Dennis Calero’s art is definitely a noticeable change from Emanuela Lupacchino’s bright, splashy pages and “well-endowed” characters. But much like Lupacchino’s work, Calero does brilliant facial features. We can tell what each character is feeling even if words were not on the page. Calero’s art, tied in with Reber’s noticeably dramatic dark colours, give this book the mood it needs given the gravity of the situation within its pages. Because of the duo, the final panel of the book could not be scarier to loyal X-Factor readers.
This issue is the beginning to where all-things in X-Factor shall come crashing down. It’s going to be one exciting ride.
Personal note: I rarely write reviews about X-Factor because it feels like I’d be writing about family. Uncanny X-Men and X-Men Legacy have great “family” moments which makes their readers feel invested with the characters. This is noticed when the X-Men mention an issue or event that readers have read in the past. With X-Factor, it’s inherent fluidity is what makes me feel invested. If you’re into that, I highly recommend you pick up all of X-Factor’s back-issues starting with #1 (in 2006). If not, go ahead and pick up #200 – which is an excellent starting point. (And so you know, X-Factors numbering goes #1-50, then #200-onwards)
I had to write a review for this issue because it was just too darn-exciting for me not to.

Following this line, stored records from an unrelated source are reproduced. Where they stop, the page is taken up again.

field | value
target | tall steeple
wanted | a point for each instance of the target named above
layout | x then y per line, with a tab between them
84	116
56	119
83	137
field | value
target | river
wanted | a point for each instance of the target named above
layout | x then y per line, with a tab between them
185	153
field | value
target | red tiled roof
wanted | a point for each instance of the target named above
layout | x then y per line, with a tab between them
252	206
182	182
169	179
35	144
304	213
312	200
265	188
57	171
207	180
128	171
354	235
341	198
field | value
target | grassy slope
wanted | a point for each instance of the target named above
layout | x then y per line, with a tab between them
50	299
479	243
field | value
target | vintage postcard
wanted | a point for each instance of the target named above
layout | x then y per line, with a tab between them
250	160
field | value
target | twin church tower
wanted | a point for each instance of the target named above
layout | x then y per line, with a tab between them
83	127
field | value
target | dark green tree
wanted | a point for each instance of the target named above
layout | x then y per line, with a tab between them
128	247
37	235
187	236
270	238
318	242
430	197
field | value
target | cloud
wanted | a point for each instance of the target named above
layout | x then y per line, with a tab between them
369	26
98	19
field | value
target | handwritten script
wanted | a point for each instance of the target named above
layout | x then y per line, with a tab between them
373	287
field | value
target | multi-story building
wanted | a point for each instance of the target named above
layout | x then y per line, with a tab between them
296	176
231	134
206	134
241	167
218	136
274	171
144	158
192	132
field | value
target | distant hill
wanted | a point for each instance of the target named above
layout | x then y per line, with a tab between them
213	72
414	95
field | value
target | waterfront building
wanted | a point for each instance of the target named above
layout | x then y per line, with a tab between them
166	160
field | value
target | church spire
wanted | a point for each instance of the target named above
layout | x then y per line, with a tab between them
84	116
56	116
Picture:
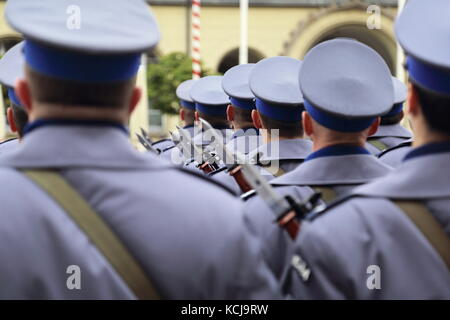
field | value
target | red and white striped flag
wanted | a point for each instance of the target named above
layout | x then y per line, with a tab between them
196	67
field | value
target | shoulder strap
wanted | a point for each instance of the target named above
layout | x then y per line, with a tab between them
97	230
328	194
378	144
427	224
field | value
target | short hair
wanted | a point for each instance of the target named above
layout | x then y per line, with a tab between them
287	129
20	118
215	121
63	92
435	108
242	116
395	119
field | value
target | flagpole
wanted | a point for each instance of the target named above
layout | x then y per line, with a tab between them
243	48
400	72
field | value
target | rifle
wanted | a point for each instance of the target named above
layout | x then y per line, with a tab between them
207	161
147	144
288	211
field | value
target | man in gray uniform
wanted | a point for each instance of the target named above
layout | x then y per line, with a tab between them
11	69
279	105
339	122
246	137
392	141
79	170
211	104
187	116
391	239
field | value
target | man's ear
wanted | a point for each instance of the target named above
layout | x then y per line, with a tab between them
374	126
182	114
413	101
23	92
256	119
230	113
11	119
135	98
307	124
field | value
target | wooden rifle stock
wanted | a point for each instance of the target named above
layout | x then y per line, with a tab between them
206	167
237	174
289	222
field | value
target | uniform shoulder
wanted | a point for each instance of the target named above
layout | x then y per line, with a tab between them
205	179
9	140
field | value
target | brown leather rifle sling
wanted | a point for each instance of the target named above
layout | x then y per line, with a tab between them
97	231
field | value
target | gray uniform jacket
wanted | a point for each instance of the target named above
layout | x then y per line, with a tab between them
338	254
190	247
341	173
8	146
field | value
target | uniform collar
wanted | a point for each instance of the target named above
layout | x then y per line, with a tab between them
345	169
394	130
289	149
69	122
428	149
78	146
337	150
250	131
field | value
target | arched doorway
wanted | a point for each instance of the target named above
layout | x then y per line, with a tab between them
348	21
231	59
362	34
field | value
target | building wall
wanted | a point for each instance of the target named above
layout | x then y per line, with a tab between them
272	31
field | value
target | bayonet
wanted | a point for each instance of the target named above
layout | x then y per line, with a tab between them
146	135
147	145
287	210
207	162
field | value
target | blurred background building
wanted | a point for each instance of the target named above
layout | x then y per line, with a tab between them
275	27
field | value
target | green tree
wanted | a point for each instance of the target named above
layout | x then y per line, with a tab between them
164	78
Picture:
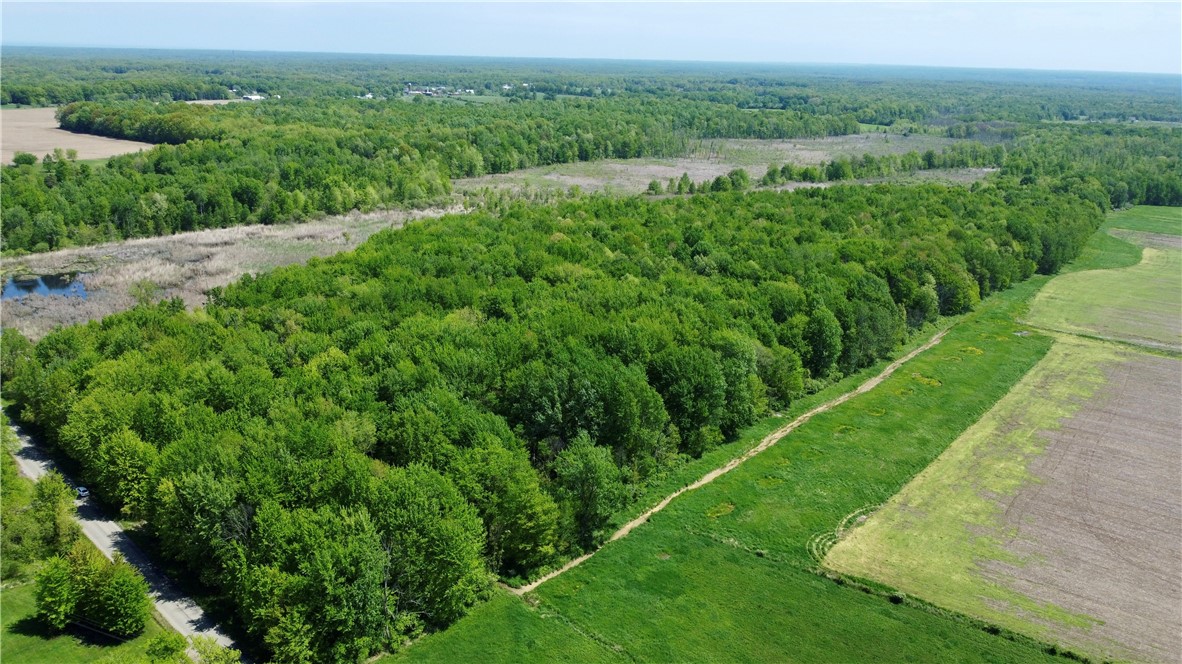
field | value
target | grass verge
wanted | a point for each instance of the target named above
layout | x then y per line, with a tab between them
24	638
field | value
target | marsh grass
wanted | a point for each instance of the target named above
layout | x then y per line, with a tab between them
697	583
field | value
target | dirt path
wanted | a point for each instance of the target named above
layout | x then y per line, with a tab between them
768	441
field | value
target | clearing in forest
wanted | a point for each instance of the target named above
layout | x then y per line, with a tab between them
186	265
1059	513
718	157
726	572
36	131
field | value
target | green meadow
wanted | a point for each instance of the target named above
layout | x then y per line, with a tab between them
729	572
1136	304
24	638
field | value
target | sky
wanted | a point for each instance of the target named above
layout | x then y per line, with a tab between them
1135	37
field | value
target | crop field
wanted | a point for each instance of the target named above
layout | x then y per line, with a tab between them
713	158
1136	304
1058	514
727	572
180	266
36	130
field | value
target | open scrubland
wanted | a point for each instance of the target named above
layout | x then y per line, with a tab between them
36	131
713	158
1059	513
119	274
356	455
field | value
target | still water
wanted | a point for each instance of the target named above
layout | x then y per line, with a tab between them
69	285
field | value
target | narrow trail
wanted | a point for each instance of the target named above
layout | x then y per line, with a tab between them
768	441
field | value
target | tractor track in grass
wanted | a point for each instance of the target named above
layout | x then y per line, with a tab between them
767	442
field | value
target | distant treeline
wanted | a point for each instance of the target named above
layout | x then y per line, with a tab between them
876	95
346	451
271	162
275	162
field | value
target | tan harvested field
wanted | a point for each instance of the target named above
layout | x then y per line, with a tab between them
183	266
36	130
713	158
1099	527
1059	513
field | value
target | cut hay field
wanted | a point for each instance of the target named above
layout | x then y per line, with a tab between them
727	572
36	130
1059	513
1141	304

Alpha Flight #1 Fred Van Lente & Greg Pak (writers), Dale Eaglesham (pencils), Andrew Hennessy (inks), Sonia Oback (colours), Simon Bowland(letters), Phil Jimenez & Frank D’Armata (cover). $3.99
Taking place after the events after both Alpha Flight #0.1 and Fear Itself, Alpha Flight is officially back with their own maxiseries! (It’s a word, right?)
Attuma, or “Nerkkod – Breaker of the Oceans” is chosen for a hammer as seen in the Fear Itself story, and is terrorizing Vancouver, Canada. (Coincidently, Boston just did the same thing.) Fortunately, the reborn Canadian superheroes are able to put a hold on Nerkkod’s plans of complete devastation. All except Northstar, who is unsure of himself and is content with his boyfriend Kyle in Montreal. To make matters worse, in the #0.1 issue, Gary Cody and his Unity Party just won Parliament and is now running the country. He abolishes the Charter of Rights and Freedoms and declares the Emergency Act to control the chaos Fear Itself is creating in the country. And there’s still more! Actually, there are still three major problems in the story which I could go on about. But where’s the fun if I told you?

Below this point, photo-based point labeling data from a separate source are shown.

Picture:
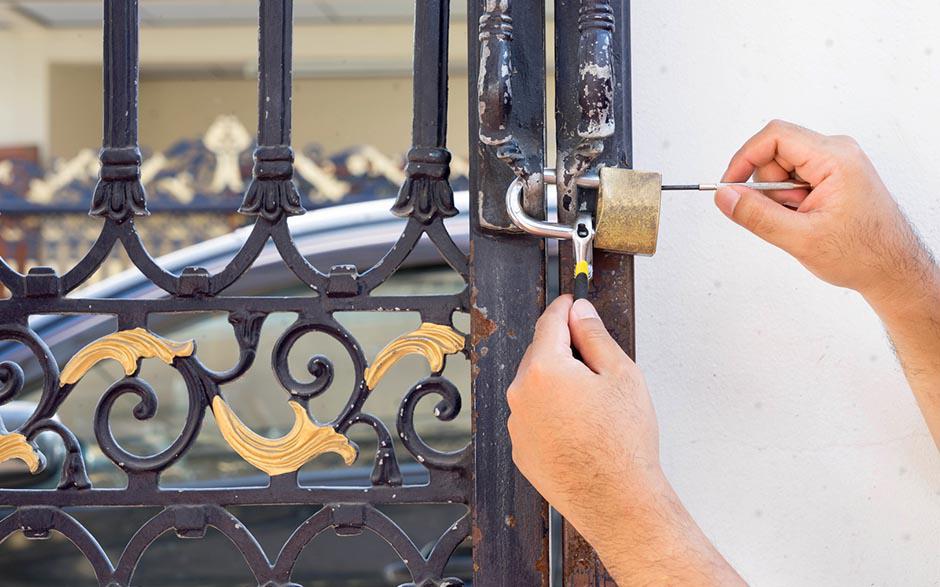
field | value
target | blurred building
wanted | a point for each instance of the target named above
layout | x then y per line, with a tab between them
198	113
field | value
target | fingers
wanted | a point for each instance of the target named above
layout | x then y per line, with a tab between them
774	172
788	146
551	329
551	337
764	217
598	349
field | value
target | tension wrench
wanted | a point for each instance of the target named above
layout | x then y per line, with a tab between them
629	220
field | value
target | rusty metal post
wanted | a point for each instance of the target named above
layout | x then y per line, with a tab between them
507	277
594	127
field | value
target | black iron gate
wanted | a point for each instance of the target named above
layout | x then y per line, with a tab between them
504	293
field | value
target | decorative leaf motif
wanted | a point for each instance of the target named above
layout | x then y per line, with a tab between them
287	454
126	347
432	341
15	446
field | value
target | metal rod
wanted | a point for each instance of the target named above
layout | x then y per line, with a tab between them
755	185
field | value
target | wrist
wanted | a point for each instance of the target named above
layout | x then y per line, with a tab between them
634	508
912	293
648	540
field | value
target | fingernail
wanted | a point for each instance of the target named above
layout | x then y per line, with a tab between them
584	309
726	199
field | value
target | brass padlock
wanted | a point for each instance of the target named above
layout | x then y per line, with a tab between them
627	216
628	206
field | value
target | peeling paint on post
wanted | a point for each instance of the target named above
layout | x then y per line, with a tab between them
593	120
507	273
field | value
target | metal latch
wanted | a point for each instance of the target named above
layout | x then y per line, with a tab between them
627	217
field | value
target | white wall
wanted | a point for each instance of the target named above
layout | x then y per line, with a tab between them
787	425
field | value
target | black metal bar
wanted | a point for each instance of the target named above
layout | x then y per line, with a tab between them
272	193
272	196
119	193
510	519
594	127
426	193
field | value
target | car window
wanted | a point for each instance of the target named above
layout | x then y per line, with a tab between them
259	400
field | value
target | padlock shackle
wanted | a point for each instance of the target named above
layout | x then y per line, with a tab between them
534	226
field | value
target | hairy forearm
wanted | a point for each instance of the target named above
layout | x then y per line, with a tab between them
654	541
912	319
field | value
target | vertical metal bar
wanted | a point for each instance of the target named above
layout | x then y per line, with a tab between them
272	193
510	519
580	31
119	193
426	193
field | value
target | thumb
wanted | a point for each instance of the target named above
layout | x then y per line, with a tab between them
598	349
759	214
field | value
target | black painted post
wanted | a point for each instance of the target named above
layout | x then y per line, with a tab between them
593	129
119	193
272	193
510	520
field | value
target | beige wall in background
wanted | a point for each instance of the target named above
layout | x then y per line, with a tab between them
334	113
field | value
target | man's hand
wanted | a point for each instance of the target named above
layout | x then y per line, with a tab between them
849	231
585	434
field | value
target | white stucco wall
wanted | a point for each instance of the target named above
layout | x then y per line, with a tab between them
787	425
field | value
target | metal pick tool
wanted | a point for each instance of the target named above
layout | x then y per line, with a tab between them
593	181
754	185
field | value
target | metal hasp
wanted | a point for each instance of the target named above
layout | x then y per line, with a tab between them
627	217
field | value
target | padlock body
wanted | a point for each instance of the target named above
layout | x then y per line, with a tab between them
628	208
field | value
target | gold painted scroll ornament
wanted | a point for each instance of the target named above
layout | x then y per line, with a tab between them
304	442
15	446
287	454
432	341
126	347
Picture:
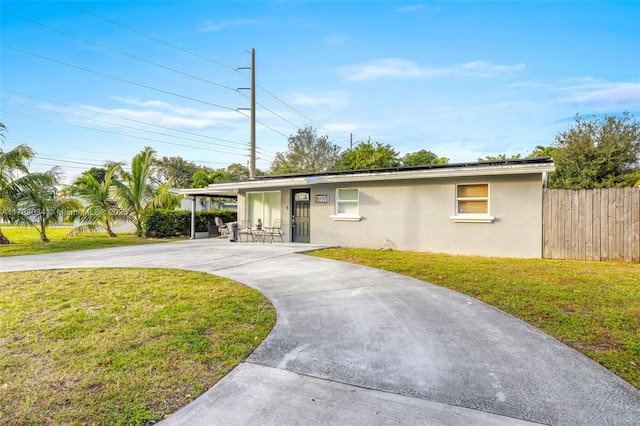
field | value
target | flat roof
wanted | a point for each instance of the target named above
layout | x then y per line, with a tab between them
483	168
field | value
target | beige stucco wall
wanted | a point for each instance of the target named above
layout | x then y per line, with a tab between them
415	216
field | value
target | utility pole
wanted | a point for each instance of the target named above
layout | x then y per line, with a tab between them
252	143
252	150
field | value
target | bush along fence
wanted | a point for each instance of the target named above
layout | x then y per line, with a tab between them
175	223
592	224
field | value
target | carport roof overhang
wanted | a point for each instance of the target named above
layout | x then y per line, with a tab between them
540	166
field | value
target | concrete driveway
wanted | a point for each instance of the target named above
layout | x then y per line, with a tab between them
358	346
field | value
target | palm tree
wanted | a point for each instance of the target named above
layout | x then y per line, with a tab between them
138	190
39	205
14	179
100	210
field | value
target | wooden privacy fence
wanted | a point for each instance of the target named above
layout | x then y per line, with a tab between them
591	224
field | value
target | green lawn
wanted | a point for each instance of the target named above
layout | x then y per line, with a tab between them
591	306
27	241
119	346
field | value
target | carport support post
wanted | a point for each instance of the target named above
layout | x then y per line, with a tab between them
193	217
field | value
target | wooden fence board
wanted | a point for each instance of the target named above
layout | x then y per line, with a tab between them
635	226
596	224
588	225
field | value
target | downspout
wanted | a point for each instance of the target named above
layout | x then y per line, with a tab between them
193	217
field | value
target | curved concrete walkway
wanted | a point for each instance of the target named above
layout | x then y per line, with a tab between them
358	346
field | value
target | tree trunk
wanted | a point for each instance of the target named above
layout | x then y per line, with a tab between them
43	233
109	231
3	239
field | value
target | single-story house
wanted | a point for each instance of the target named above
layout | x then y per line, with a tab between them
483	208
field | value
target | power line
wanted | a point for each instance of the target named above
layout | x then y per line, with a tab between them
146	35
124	118
58	147
119	134
119	125
119	51
116	78
203	58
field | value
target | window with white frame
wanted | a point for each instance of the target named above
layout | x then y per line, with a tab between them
347	204
472	203
264	206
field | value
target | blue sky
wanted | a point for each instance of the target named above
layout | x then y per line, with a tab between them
84	82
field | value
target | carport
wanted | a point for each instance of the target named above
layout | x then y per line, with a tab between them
193	195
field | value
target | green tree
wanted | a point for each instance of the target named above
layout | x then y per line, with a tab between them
100	211
307	153
423	158
542	151
15	179
176	170
368	155
139	189
98	173
40	205
597	153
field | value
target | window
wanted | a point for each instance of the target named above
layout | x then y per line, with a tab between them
347	204
264	206
472	203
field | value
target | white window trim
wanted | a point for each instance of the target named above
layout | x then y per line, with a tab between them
473	217
353	217
246	209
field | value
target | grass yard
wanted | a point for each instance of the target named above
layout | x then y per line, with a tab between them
592	306
27	241
119	346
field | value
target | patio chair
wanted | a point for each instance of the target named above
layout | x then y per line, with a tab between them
245	229
275	231
222	227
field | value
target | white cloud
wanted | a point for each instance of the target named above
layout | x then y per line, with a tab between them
210	26
624	94
335	39
403	68
409	9
334	99
158	113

The great thing is that Fear Itself definitely plays a strong hand in Alpha Flight. There are so many problems happening in the story that even I felt overwhelmed – and that’s exactly what Van Lente and Pak want you to feel. The world is turned upside-down and us readers are right in the middle of it. Alpha Flight does their best to deal with that is at hand, but it is only bound to get worse.
And holy sh–! Eaglesham’s work is impeccable. Page-after-page is sheer emotion and brilliant layouts. You can look into the backgrounds and be wowed by how much detail goes into his art. Great facial features really shine in this issue. Most particularly with Shaman versus Nerkkod, Kyle having a freak out over the phone, and Aurora’s attitude throughout the book. He also reworked Marrina’s costume to really spruce up her attitude. With Hennessy’s and Oback’s great contrasts (especially on Snowbird’s transformations), we’re left with a gorgeous book. Although, yes, Eaglesham had some stiffness in certain panels, the pros entirely outweigh the cons here.

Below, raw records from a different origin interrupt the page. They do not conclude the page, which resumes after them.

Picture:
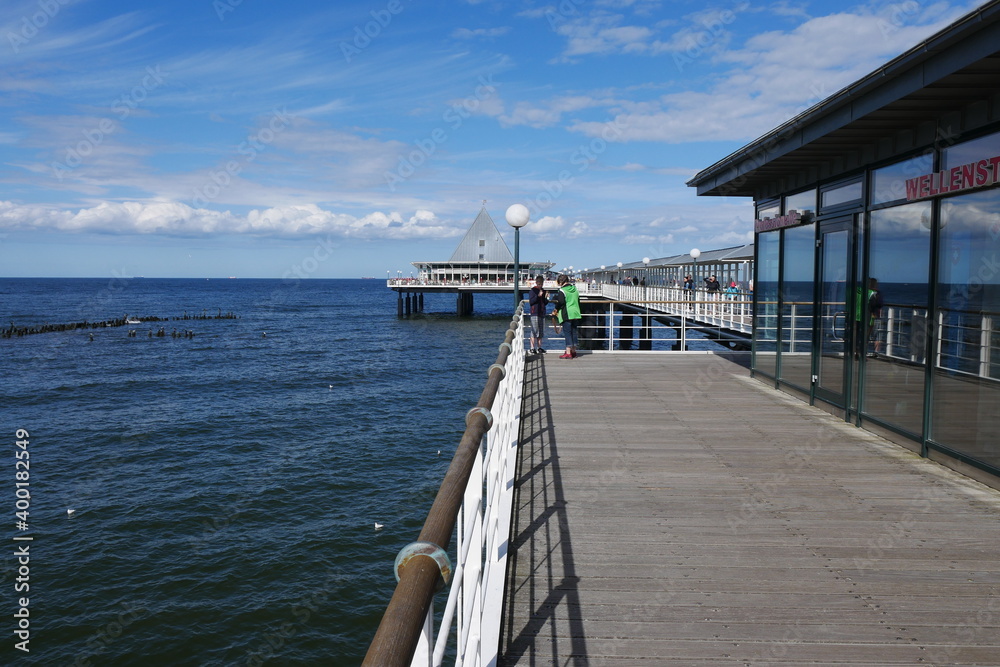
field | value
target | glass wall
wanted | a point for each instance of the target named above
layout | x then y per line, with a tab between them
797	305
896	316
889	183
894	310
966	391
766	307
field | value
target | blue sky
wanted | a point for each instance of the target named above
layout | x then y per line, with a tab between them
251	138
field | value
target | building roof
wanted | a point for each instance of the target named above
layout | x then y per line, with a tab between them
482	243
955	68
739	253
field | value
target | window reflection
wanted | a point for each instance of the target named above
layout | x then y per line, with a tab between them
896	315
797	305
967	362
766	294
889	183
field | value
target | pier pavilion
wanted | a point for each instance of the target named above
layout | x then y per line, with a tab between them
877	283
482	263
733	264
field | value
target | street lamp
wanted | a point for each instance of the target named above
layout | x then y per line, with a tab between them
517	217
695	254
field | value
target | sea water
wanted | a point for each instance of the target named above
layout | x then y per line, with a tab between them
224	483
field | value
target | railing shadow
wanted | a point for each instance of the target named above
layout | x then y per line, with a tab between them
541	577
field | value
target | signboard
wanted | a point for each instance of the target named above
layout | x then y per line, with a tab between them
979	174
790	219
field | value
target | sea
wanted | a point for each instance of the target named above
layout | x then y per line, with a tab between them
203	488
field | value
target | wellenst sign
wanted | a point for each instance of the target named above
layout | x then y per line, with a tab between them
979	174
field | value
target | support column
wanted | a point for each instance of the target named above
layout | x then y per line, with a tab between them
646	334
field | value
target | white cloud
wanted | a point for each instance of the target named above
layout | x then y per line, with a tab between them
479	33
169	218
547	224
602	35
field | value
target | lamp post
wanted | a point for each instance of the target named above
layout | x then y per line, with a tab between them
695	254
517	217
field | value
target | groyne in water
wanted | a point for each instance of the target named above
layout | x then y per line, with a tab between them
14	331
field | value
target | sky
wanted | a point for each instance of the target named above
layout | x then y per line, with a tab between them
213	138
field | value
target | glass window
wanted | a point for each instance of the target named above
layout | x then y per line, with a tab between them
971	151
797	305
801	202
894	308
966	389
889	183
765	332
842	194
768	210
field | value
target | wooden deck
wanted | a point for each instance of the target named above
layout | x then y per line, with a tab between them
671	510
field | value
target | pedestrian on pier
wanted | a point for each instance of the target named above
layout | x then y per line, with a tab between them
537	300
566	301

My biggest beef isn’t even really a problem. It is the first few pages where the characters get stereotypically introduced in comic book fashion where by saving civilians they have their names called out to them. It’s corny, but it still works.
There is so much crammed into this book and tons left to solve by the end, that I’m surprised we’re only getting eight issues of it. Hopefully our Canadian heroes can handle it. But from the looks of their creative team, they’re in good hands.